For SPACs to work, founders have to find the right partners.

But if you're considering a blank-check deal, keep in mind that there's one factor that is the best determinant of success. According to Wolfe Research, SPACs led by "experienced operators," or CEOs with direct operating experience in the industry of the company being acquired, had greater returns on average than those that did not. The research found that just one year out, SPACs with experienced operators averaged a 73 percent rally, whereas those lacking an industry veteran suffered a 14 percent loss. For this reason, the SEC warned investors in March to re-consider putting money in SPACs, especially those run by celebrities.

"It is never a good idea to invest in a SPAC just because someone famous sponsors or invests in it or says it is a good investment," the SEC wrote on its website.

That's why if you're considering a SPAC, don't be swayed by big dollar amounts or celebrity names. Instead, think carefully about the experience that the blank-check company leaders are bringing to the table.

That's exactly what Stuart Landesberg, the co-founder and CEO of Grove Collaborative, recommends. The San Francisco-based sustainable consumer products company went public in June through the Richard Branson-backed Virgin Group Acquisition Corp. II, having raised  $435 million in capital and debuting at a $1.5 billion in value. Though choosing a well-known operator in Branson, Landesberg says he's confident in finding a long-term partner through the merger. 

"I think it's important for founders to look at SPACs beyond just a means to raise capital 
and pathway toward going public, but also as an opportunity for collaboration and partnership," says Landesberg. "When exploring a SPAC partner, consider their values and if they align with the founder company's mission."

The SPAC future is bleak.

Hypothetically, SPACs are not terrible, but they work best in frothy markets where investors are chasing yields at all costs, notes Kyle Asman, managing partner of Backswing Ventures, a private investment fund based in Orlando, Florida. But now, as the market has cooled, investors have had serious concerns about companies that aren't cash-flow positive and reliant on the capital markets to keep their businesses afloat.
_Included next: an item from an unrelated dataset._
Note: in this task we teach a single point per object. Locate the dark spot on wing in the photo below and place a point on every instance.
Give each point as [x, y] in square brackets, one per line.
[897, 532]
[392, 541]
Today's market environment is less suited for such a deal.

"If there were a slew of high-growth, profitable companies, SPACs would probably be doing great, but that is currently not the case, and investors as well as quality companies are going to run from SPACs for the foreseeable future," says Asman.

As for the sponsors, many will be unable to complete their business combinations in the current market, so analysts say a number of them will elect to liquidate as their window to complete a deal closes. The number of SPACs currently looking for deals, combined with the challenging market conditions and the regulatory uncertainty, has created an environment that makes it much less likely for SPACs to succeed.

Investors expect to see a steep dropoff in SPACs in the coming years, with more companies opting for the more traditional IPO route. This will ultimately benefit average investors, not to mention founders, as traditional IPOs have much more oversight and more stringent disclosure requirements, which protect investors from misleading promises and founders from lawsuits.

"If you are a business owner looking to take your company public, it makes more sense to go through the traditional IPO process if you want to retain and increase shareholder value," says Cullen.